UNCTAD predicts $3.4 trillion in debt for developing countries amid Covid-19

Repayments by developing countries on their public external debt alone will climb between $2.6 trillion and $3.4 trillion in 2020 and 2021, the United Nations Conference on Trade and Development (UNCTAD) has said in a new report while calling for a global debt deal to prevent the Covid-19 pandemic from spreading economic disaster.
“The international community should urgently take more action to relieve the mounting financial pressure that debt payment is placing on developing countries as they grapple with the economic shock of Covid-19,” the secretary said. General of UNCTAD, Mukhisa Kituyi, during the release of the report titled ‘From Great Lockdown to Great Merger. ‘
The world is facing an unprecedented health and economic emergency due to the new coronavirus disease, according to the report. It is developing countries, however, that will be hardest hit with a wall of debt service repayments throughout the 2020s.
In 2020 and 2021 alone, repayments of their public external debt are estimated at nearly $3.4 trillion – between $2 trillion and $2.3 trillion in high-income developing countries and between $666 billion and $1.06 trillion dollars in middle- and low-income countries.
The financial turmoil of the crisis triggered record portfolio capital outflows from emerging economies and steep currency devaluations in developing countries, making servicing their debts more onerous, according to the report.
Countries will struggle to repay their debt on time – the crisis will trigger record outflows of portfolio capital from emerging economies and steep currency devaluations in developing countries, the report says.
“Recent appeals for international solidarity go in the right direction,” said Richard Kozul Wright, director of UNCTAD’s Globalization Division which produced the report, “but have so far provided little tangible support for developing countries as they tackle the immediate impacts of the pandemic and its economic fallout.”

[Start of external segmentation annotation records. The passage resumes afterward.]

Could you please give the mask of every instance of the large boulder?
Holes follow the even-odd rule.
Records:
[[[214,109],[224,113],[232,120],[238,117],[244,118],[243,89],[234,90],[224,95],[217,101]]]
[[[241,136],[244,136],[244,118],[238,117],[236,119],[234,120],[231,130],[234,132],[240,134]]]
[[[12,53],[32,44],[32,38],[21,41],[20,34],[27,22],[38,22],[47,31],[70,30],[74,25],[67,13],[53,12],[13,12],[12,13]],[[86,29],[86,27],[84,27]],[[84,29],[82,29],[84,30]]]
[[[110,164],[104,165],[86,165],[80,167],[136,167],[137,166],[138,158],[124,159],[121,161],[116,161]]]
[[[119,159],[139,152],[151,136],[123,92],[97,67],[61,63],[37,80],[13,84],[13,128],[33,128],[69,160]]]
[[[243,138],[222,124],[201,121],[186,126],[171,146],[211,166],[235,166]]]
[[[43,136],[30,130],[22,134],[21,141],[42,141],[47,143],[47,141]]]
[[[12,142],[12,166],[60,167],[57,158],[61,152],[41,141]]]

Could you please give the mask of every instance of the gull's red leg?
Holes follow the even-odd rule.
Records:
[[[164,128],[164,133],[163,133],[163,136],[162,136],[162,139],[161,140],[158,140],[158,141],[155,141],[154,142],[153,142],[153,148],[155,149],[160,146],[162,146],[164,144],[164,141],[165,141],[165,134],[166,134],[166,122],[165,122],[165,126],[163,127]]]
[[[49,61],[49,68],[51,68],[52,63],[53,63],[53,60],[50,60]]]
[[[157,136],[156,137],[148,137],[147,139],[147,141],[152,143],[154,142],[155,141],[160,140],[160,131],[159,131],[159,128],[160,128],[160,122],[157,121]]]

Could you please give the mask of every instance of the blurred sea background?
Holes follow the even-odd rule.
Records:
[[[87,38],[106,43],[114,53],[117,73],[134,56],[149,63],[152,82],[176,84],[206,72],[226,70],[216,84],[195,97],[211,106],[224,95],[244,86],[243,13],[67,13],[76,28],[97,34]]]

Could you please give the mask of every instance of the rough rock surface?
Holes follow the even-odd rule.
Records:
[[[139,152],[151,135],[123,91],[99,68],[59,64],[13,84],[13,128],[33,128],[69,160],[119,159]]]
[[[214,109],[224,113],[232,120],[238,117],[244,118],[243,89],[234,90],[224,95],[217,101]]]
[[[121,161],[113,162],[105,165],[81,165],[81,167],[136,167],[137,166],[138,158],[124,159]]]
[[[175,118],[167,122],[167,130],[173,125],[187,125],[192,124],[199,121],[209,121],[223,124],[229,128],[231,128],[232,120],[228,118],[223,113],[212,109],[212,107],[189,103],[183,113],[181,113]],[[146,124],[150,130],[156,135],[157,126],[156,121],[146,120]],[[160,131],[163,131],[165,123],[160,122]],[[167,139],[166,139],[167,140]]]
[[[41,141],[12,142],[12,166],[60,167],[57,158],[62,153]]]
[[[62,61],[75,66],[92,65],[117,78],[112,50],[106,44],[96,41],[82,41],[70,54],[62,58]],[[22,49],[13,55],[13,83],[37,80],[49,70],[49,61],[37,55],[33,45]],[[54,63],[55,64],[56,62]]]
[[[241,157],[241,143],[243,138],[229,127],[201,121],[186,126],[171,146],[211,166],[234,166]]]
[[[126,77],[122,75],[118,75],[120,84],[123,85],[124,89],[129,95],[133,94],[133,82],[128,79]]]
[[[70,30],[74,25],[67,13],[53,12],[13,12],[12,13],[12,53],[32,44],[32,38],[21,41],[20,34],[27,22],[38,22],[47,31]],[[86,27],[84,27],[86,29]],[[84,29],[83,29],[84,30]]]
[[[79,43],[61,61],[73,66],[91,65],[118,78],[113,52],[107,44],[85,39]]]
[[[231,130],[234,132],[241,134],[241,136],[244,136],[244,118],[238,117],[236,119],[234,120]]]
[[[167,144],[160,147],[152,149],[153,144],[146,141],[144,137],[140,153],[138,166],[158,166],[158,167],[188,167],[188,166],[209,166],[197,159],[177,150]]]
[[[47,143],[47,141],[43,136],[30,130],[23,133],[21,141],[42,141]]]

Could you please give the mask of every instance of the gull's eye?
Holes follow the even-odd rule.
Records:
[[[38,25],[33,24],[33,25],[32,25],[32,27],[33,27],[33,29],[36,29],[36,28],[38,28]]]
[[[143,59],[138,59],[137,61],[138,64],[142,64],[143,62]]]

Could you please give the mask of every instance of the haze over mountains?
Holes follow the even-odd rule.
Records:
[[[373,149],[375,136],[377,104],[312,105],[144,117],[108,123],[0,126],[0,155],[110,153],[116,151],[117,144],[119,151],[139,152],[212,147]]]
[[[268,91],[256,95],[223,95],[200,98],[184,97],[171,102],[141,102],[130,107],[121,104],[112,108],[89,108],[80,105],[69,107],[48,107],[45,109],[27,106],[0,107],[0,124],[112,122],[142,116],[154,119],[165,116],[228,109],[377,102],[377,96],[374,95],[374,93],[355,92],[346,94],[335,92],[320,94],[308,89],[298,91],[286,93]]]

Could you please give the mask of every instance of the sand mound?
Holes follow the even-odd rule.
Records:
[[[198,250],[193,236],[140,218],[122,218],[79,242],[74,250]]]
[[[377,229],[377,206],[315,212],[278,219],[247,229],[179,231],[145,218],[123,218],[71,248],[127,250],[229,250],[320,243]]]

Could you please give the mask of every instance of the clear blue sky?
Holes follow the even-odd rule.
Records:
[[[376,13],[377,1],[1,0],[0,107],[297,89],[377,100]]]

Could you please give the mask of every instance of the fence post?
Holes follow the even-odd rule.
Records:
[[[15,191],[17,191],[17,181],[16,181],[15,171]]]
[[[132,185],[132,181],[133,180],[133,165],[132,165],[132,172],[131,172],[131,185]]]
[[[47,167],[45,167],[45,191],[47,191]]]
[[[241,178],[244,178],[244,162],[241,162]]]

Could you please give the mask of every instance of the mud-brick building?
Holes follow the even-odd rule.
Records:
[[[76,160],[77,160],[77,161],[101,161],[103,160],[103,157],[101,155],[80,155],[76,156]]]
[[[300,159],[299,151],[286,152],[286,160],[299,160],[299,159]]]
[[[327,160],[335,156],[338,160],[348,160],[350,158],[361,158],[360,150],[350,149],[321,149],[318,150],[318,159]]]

The reports called for automatic temporary freezes, debt relief and program restructuring, as well as an international developing country debt authority to provide macroeconomic “respite” for all stricken developing countries. by the crisis.
On March 30, UNCTAD called for a $2.5 trillion coronavirus program for developing countries. Even before the Covid-19 crisis, many of these countries were facing high and growing shares of their government revenue going to debt repayment, health and social spending cuts.